Healthcare is undergoing a profound transformation. Traditional care models are shifting from doctor-centric to patient- centric. Patients are now savvy health consumers who are not only interested in quality care, but convenience as well. They expect expanded office hours, on call service 24/7, patient portals for email communication, online booking of appointments, and newly emerging services such as e-visits. Also, the new health consumer wants transparency about the cost, quality, and safety of the care that they will receive.
From the caregiver's perspective, healthcare is changing from a focus on sick care to an emphasis on prevention, wellness, and chronic care management. Care will also be more coordinated and integrated. A more long-term trend will be the shift from evidence-based guidelines to personalized 'precision' medicine based on an individual's genetics.
Lastly, healthcare reimbursement is also experiencing reform; we are in a transition from traditional fee-for-service (e.g. payment per visit) to fee-for-value (e.g. payment for quality).

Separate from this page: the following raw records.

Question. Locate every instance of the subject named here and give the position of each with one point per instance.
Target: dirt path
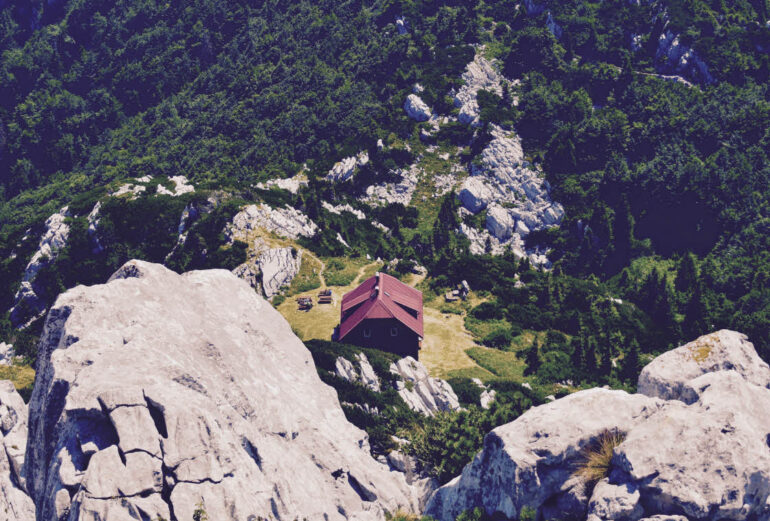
(321, 277)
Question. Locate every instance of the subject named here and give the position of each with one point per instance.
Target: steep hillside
(596, 172)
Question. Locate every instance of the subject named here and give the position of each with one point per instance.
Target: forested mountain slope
(635, 132)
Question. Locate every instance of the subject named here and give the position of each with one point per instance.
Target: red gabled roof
(382, 296)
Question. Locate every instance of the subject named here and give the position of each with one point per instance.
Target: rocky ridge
(514, 194)
(14, 502)
(676, 458)
(28, 304)
(145, 406)
(285, 222)
(420, 391)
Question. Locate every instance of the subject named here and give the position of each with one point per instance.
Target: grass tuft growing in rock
(594, 463)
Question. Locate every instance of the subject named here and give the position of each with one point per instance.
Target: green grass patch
(307, 279)
(22, 377)
(342, 271)
(502, 364)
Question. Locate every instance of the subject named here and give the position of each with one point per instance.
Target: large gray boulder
(416, 108)
(157, 392)
(420, 391)
(15, 504)
(700, 453)
(527, 463)
(279, 266)
(667, 376)
(286, 222)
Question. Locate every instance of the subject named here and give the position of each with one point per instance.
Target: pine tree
(686, 274)
(532, 358)
(590, 358)
(697, 313)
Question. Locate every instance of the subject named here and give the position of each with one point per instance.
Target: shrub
(594, 463)
(499, 338)
(487, 311)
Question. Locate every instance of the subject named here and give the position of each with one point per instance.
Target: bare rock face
(344, 169)
(279, 266)
(14, 502)
(516, 197)
(668, 375)
(674, 57)
(400, 191)
(420, 391)
(28, 305)
(416, 108)
(696, 448)
(285, 222)
(157, 392)
(479, 74)
(365, 373)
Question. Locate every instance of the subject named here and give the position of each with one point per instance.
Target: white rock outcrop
(674, 57)
(286, 222)
(278, 266)
(420, 391)
(28, 305)
(181, 186)
(338, 209)
(129, 189)
(157, 392)
(6, 354)
(365, 373)
(700, 453)
(487, 395)
(668, 376)
(290, 184)
(400, 191)
(344, 169)
(15, 504)
(480, 74)
(93, 228)
(516, 196)
(416, 108)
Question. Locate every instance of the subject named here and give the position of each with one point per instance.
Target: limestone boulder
(667, 375)
(500, 222)
(29, 303)
(420, 391)
(279, 266)
(157, 392)
(700, 453)
(362, 371)
(528, 462)
(286, 222)
(15, 504)
(181, 186)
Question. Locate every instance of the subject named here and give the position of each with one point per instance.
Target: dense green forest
(663, 174)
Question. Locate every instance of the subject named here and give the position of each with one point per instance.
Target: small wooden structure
(325, 296)
(383, 313)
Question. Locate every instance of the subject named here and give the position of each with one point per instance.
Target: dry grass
(320, 321)
(22, 377)
(502, 364)
(594, 463)
(445, 345)
(700, 350)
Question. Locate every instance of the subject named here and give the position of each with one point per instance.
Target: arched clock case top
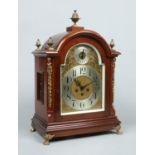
(48, 119)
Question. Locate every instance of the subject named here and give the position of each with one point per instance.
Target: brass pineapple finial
(75, 17)
(112, 44)
(38, 44)
(50, 43)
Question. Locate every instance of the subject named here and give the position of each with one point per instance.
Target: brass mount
(75, 17)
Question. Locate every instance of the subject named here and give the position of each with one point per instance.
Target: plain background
(112, 19)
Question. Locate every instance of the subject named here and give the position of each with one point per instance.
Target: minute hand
(87, 85)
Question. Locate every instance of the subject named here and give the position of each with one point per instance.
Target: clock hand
(77, 83)
(87, 85)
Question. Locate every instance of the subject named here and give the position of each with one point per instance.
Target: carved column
(113, 83)
(49, 82)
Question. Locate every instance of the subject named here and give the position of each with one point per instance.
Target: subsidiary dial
(82, 55)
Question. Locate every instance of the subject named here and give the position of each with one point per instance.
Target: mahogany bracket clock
(74, 83)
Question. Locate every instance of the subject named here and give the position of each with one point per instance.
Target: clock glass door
(82, 81)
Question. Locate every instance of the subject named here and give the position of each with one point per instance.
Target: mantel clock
(74, 82)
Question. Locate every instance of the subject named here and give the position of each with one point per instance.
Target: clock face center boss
(74, 80)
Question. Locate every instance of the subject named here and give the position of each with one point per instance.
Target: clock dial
(82, 81)
(81, 91)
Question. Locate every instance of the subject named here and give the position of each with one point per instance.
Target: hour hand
(77, 82)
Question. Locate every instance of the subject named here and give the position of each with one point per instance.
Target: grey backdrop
(110, 18)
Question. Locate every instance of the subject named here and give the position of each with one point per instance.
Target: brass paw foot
(117, 129)
(47, 138)
(33, 129)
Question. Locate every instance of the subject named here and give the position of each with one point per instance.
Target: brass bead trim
(49, 81)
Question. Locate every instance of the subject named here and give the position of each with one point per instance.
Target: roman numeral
(83, 70)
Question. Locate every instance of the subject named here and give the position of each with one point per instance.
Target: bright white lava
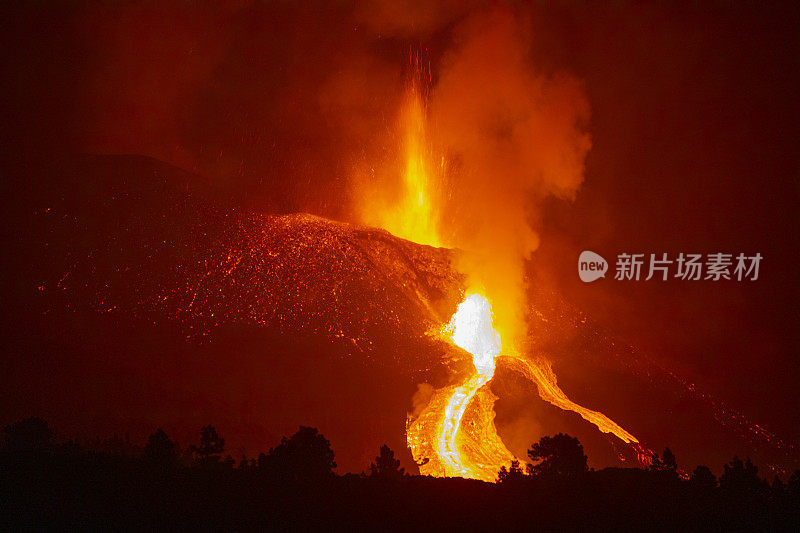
(471, 329)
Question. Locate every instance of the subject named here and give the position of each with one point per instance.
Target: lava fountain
(454, 434)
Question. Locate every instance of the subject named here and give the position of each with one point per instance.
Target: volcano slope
(140, 297)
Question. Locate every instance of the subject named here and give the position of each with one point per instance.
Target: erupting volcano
(455, 435)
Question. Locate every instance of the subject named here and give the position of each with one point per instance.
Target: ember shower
(515, 141)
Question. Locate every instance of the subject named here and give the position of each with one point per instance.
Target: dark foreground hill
(137, 296)
(111, 493)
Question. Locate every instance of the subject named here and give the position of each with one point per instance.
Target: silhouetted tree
(211, 446)
(794, 483)
(305, 456)
(160, 450)
(703, 478)
(30, 434)
(669, 460)
(778, 486)
(386, 467)
(561, 455)
(666, 464)
(741, 478)
(511, 475)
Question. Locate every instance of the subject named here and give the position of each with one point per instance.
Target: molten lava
(454, 434)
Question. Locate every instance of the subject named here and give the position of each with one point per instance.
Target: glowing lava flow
(471, 329)
(455, 435)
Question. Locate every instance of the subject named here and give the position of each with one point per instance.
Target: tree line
(115, 484)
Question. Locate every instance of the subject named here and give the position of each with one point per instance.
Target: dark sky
(694, 125)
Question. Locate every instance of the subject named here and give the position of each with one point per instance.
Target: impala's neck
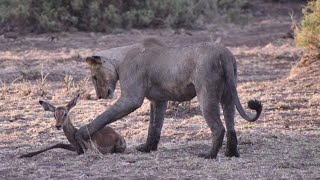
(70, 131)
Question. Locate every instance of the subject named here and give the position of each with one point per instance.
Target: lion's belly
(177, 92)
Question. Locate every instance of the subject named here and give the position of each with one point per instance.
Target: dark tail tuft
(255, 105)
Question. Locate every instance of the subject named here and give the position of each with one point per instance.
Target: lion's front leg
(158, 109)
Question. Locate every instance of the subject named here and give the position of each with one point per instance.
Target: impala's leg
(228, 113)
(60, 145)
(158, 109)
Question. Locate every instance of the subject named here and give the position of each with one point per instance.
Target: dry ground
(283, 144)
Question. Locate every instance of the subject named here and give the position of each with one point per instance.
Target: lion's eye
(94, 78)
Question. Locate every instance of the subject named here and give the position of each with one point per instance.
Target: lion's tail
(230, 72)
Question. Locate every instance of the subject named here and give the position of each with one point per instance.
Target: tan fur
(106, 140)
(161, 73)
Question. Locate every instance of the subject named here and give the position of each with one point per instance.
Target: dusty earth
(283, 144)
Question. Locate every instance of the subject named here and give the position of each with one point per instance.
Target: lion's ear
(92, 60)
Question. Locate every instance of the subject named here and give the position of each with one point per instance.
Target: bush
(309, 34)
(105, 15)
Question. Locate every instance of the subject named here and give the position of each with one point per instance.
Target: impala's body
(105, 141)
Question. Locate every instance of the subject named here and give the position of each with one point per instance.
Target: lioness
(162, 73)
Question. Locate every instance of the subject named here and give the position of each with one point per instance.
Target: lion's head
(104, 76)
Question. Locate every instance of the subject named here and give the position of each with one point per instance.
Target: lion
(162, 73)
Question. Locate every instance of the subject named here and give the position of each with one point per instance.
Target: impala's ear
(73, 102)
(92, 60)
(47, 106)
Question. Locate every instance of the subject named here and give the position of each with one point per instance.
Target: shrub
(309, 34)
(104, 15)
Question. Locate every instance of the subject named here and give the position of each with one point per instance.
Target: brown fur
(161, 74)
(104, 141)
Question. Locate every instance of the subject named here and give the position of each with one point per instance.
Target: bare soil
(283, 144)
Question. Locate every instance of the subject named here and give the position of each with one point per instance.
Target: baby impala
(104, 141)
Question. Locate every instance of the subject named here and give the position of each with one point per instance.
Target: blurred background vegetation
(308, 36)
(107, 15)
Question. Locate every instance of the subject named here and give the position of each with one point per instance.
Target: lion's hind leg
(209, 104)
(228, 113)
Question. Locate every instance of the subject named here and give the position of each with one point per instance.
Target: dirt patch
(282, 144)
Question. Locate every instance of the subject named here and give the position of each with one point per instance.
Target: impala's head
(61, 113)
(104, 76)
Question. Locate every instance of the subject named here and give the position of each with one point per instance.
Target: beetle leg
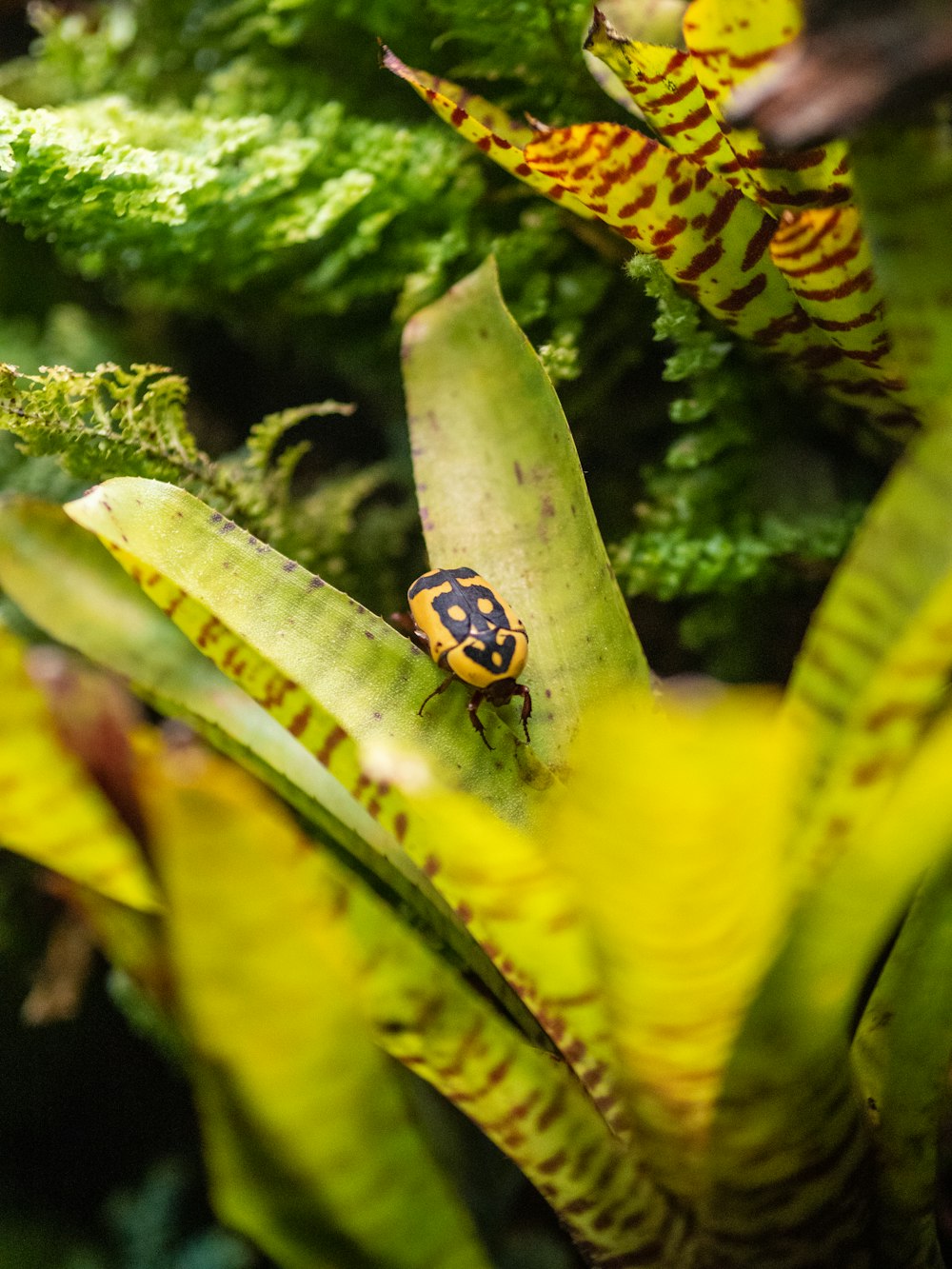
(406, 624)
(472, 709)
(436, 692)
(522, 690)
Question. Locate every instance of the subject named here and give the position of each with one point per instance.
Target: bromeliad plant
(632, 952)
(769, 243)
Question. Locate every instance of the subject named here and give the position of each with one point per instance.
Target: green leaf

These new value-based models incentivize delivery of quality care to our whole patient population and create opportunities for innovation, such as population health management strategies.
In order for Middlesex Health System to endure these stormy times, and thrive in our competitive healthcare market, we must have some guiding principles—an ethical compass perhaps. I propose we adopt Dr. Donald Berwick's famed 'Triple Aim' of providing better quality care, with a better patient experience, at a better cost, but also include one additional goal. Dr. Rishi Sikka, in a recent British Medical Journal, adds a fourth aim of improving the experience of providing care for the caregivers (from administrative staff to nurses to doctors).
The time has come for our health system to embrace the Quadruple Aim. It will unify our efforts to provide high quality consumer- oriented care and ensure joy and meaning in our daily work.